Léa, journaliste dans le cortège
Pour Léa, si les syndicats ne voient pas d'un très bon œil ces "manifestions sauvages", c'est sans doute par crainte d'être décrédibilisés. "Pourtant, c'est une autre forme de lutte qui n'est pas à négliger. Les discours sont différents et les gens qui viennent dans ces rassemblements ne sont pas les mêmes."
Une menace pour les modes d'action traditionnels ?
"Le risque de débordements est en train d'arriver et c'est ce que redoutaient les syndicats", explique le politologue Bruno Palier, chercheur du CNRS à Sciences Po et auteur du livre Réformer les retraites.
Selon lui, les leaders syndicaux ont pu se prévaloir du soutien de l'opinion publique au travers d'une pétition qui a recueilli plus d'un million de signatures. Aujourd'hui pour eux, face à l'émergence d'actions plus musclées et incontrôlées, l'enjeu est de convaincre leurs adhérents et sympathisants de rester dans la non violence.

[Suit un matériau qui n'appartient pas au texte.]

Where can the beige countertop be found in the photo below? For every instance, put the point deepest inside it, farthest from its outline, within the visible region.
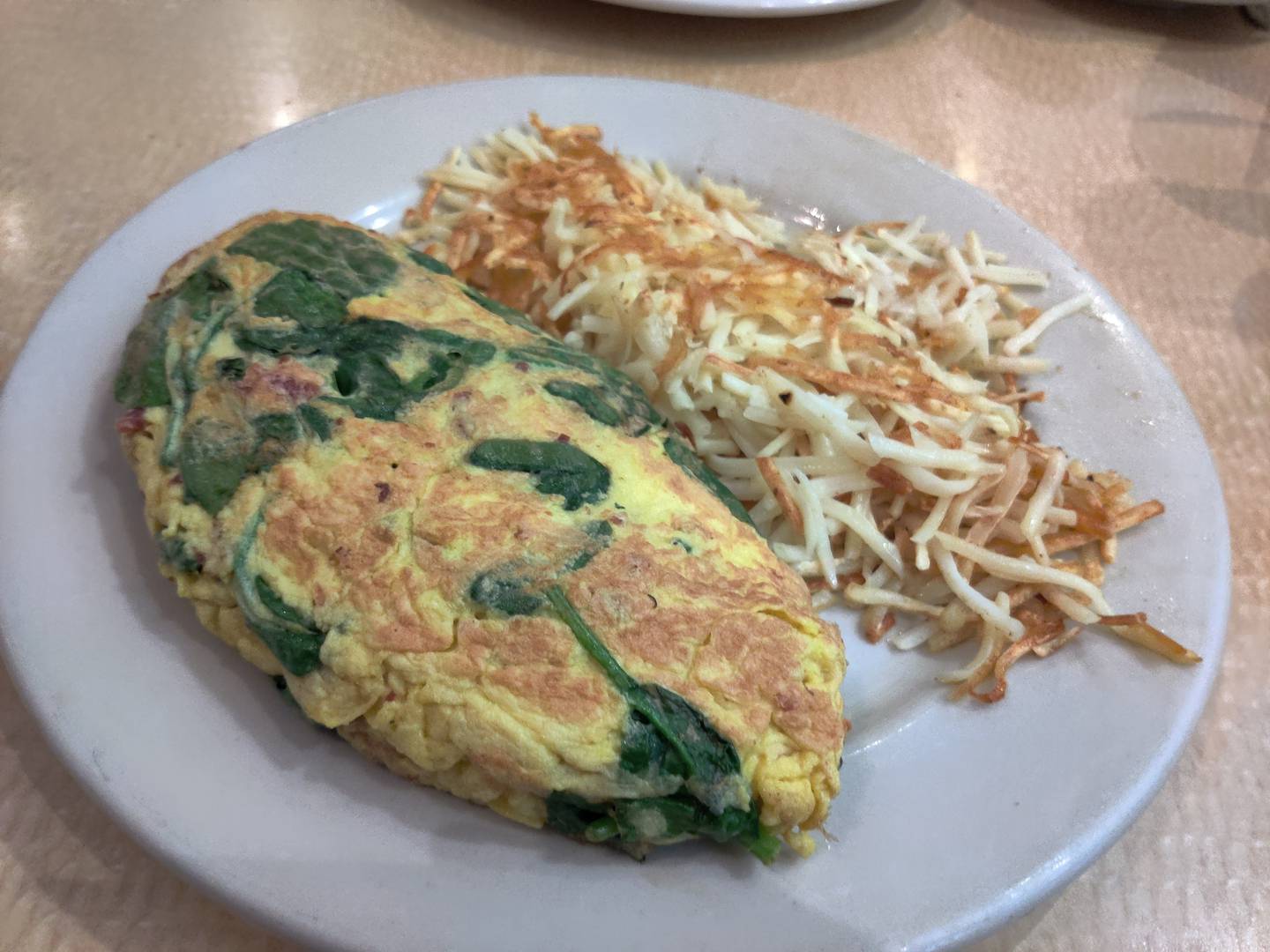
(1137, 138)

"Laurent Berger pour la CFDT l'a exprimé à plusieurs reprises : comment appeler au calme alors que les gilets jaunes dans une action plus radicale ont obtenu des choses, avec notamment le retrait de la taxe carbone. Il est clair que le message est délétère pour les formes traditionnelles et démocratiques de mobilisation."
La multiplication de ces mouvements incontrôlés, selon Bruno Palier, n'indique pas pour autant une "gilet-jaunisation" du mouvement "dans la mesure où les syndicats n'appellent pas à bruler des poubelles. Il faut se garder des amalgames. Il a bien deux types d'action distincts, avec des acteurs différents, l'un sert un mouvement de masse maitrisé et le second cherche à s'agréger sur le premier, en marge des cortèges organisés. Mais cela ne contamine pas le mouvement traditionnel de grève de pétition et de manifestation."
Le politologue reconnait que ces actions sporadiques sur l'ensemble du territoire ne sont pas sans rappeler la "France des rond-points", mais il rappelle que la crainte d'un retour des gilets jaunes est avant tout la posture politique "du ministre de l'Intérieur mais pas la réalité."